Well we´re off to grab a small dinner and then bed. Early 6 hour bus
ride to Puno in the morning. We are hoping to go to one of islands in
Lake Titicaca, Amantani Island. They are the only island that is part
of Peru that has a small family run inn. Hopefully we won´t have too
much of a problem with the Christmas holiday.
Tuesday, December 22, 2009
Just wanted to send an update, Selina and I made it to Peru safe and
sound last night. It was a long day of flying with a six hour layover
in Costa Rica. We had an airport pick-up pre scheduled which worked
out great. Our driver was very friendly, a women born in Lima, who
gave us some good tips for visiting the city. Last night we didn´t
venture out much since it was late and not safe to be walking. But we
did enjoyed some Mexican style food "pollo" chicken tacos that we
found right next to our hotel. And obviously we had to try our first
(and second) Pisco Sours. A peruvian drink that even had me taking a
few Excedrins this morning.
Today we slept in and decided to have a relaxing day bumming around an
area of Lima called Miraflores. It is probably the most affluent area
in Peru. We had a 20 minute walk to the beach this morning, stopped in
a grocery store (to our surprise very similar to Whole Foods) and then
had lunch at a steak restaraunt. The main attraction in the beach area
isn´t necessarily the beach itself. Miraflores sits along a cliff edge
and at the bottome of it is a rocky beach, some surfers, and a few
families and beachgoers. Along the ocean front cliffs is a beautiful
park which Selina and I called the "Lincoln Park" of Lima. We were
hoping to have an ocean view for lunch but the only thing that we
could find was very similar to a shopping mall with a Tony Romas and
Starbucks. Unfortunatley we headed in the wrong direction and
eventually ended up eating at an expensive steak house due to our
hungary bellies. Lets just say it´s a good thing I´m no longer a
vegetarian. The meat platter that the table next to us ordered was
very impressive.
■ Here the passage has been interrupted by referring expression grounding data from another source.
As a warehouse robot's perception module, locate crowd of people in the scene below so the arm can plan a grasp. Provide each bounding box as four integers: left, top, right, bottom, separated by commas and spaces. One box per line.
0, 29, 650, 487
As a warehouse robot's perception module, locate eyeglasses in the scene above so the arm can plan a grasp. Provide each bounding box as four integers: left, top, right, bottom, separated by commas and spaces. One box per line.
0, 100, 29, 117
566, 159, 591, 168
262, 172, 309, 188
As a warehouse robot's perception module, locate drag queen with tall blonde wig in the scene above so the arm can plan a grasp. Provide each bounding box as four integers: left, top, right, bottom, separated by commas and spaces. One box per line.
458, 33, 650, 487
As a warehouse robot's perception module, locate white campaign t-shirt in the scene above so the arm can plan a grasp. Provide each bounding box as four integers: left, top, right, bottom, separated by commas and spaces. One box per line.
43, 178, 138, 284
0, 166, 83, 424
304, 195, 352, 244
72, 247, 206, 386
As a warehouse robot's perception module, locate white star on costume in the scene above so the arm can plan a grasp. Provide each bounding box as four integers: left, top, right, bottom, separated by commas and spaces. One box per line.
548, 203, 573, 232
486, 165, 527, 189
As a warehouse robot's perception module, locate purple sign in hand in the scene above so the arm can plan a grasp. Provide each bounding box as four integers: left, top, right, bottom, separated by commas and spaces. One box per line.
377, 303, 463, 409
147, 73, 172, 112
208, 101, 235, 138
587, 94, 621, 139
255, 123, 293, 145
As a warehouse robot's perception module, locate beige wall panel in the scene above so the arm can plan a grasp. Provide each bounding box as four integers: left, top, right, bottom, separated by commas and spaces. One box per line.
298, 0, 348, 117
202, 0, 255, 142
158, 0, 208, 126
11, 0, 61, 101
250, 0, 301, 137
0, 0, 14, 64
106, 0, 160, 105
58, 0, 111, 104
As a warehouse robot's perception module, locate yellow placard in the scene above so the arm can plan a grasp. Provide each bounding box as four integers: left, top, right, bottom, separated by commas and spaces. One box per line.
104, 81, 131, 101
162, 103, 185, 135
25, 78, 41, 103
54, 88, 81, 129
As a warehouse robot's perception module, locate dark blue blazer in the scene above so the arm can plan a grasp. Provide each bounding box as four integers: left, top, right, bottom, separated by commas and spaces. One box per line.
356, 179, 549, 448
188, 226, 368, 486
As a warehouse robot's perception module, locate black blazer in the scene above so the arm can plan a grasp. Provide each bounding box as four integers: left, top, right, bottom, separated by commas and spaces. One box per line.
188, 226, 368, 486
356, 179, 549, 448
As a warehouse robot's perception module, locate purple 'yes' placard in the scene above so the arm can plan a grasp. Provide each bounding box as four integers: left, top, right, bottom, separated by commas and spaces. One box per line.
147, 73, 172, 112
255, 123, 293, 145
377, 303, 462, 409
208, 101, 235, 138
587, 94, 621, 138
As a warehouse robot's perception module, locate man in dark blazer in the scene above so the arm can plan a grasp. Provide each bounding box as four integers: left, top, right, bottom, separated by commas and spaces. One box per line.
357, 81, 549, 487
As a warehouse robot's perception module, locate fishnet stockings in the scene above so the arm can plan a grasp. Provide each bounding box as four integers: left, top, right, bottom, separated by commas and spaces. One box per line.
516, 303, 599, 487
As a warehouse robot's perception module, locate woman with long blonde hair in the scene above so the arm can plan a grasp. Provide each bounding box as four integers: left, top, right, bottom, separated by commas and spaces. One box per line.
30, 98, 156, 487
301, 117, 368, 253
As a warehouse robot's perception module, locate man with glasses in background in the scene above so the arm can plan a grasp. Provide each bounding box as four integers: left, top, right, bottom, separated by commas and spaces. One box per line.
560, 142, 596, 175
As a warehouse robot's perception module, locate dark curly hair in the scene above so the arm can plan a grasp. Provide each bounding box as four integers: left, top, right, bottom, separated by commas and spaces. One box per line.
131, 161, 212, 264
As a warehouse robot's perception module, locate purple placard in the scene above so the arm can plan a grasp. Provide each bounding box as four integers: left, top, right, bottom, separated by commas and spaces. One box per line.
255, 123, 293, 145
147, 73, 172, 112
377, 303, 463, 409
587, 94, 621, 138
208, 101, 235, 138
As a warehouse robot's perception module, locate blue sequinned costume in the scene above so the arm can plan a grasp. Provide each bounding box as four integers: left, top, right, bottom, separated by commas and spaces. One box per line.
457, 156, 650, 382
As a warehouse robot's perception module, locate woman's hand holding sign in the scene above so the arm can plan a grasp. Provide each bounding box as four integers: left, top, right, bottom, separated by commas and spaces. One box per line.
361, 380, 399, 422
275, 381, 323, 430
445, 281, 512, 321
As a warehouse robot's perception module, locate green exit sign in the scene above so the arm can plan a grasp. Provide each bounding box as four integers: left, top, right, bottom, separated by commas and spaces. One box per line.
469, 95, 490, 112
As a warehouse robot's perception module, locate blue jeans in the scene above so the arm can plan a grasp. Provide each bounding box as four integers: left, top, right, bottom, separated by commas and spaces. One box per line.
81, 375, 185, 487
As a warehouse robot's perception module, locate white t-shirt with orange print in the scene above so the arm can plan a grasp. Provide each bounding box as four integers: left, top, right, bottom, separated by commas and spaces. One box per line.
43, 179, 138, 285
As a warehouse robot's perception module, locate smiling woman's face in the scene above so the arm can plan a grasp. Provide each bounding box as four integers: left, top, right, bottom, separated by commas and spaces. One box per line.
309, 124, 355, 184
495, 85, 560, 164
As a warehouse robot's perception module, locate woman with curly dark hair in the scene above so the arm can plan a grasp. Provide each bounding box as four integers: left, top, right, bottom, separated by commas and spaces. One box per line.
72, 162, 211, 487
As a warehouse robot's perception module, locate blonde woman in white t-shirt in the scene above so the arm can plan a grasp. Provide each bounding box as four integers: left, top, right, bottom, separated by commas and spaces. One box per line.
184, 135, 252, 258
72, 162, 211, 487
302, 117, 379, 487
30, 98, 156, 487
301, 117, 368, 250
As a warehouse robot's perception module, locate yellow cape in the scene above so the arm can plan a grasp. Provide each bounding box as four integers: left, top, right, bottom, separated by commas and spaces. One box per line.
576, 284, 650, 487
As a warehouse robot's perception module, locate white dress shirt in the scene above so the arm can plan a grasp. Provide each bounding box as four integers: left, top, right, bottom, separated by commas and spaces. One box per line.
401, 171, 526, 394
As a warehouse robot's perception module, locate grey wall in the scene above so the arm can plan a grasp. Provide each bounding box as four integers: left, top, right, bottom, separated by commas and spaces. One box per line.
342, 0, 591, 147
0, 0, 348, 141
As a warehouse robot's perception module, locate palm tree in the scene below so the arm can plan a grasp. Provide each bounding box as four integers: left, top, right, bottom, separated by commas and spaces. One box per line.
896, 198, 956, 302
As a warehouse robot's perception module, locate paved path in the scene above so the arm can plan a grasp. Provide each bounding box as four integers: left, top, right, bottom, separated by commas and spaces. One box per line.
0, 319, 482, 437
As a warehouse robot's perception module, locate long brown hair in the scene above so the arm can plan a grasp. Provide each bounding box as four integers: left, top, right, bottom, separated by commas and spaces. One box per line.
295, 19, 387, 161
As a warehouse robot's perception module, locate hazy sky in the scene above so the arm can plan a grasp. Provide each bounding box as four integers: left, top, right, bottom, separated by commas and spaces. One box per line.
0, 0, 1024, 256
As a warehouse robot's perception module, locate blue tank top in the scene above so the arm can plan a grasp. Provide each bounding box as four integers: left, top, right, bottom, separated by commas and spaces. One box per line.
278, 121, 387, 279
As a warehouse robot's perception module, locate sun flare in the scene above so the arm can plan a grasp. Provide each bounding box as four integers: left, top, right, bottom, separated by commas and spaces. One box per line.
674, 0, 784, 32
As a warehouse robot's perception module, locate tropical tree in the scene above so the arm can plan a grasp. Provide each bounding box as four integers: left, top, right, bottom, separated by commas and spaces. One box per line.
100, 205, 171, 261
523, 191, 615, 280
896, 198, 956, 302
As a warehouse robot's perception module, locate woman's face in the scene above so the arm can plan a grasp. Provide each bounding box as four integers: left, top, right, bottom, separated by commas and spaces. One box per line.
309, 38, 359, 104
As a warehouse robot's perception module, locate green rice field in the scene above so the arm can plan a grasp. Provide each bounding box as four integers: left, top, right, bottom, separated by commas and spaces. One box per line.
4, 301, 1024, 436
Although the beach front wan´t necessarily what we
expected it was still beautiful and we saw an awesome display of
paragliders flying off of the cliffs.
Right now Selina and I are at an internet cafe in one of the main park
areas of Miraflores. Since our hotel is a little pricey ($60 a night)
we found ourselves a hostel for our return visit over New Years Eve.
Other than that we´ve enjoyed the outdoor parks, shops, neighborhoods
and cafes that the area has to offer. Its about time to head back to
our hotel to wash up and relax a bit before finding dinner this
evening. We´ll be calling it an early night since we have an hour
flight out to Arequipa tomorrow morning.
There hasn´t been anything too shocking on our trip. Other than the
language barrier things are relatively easy to figure out. I´ve
learned how to say, "no, hablas espanol" "I do not speak Spanish¨"
Selina has been keeping us afloat from having some phrases down after
her 5 weeks in Panama this summer.
Sunday, December 20, 2009
After a very long journey (left apartment to blue line at 11pm, airport at 12;30, 2 am flight, 3 airports and 7 hours of layer over time) We arrived in Lima Peru!! Our hotel owner meet us at the airport and drove us to the hotel. We put down our backpacks and ventured out the door looking for a pisco sour!!! Found them around the corner at a Mexican Resturant we sat outside on the patio eating fresh gauc and sipping our drinks.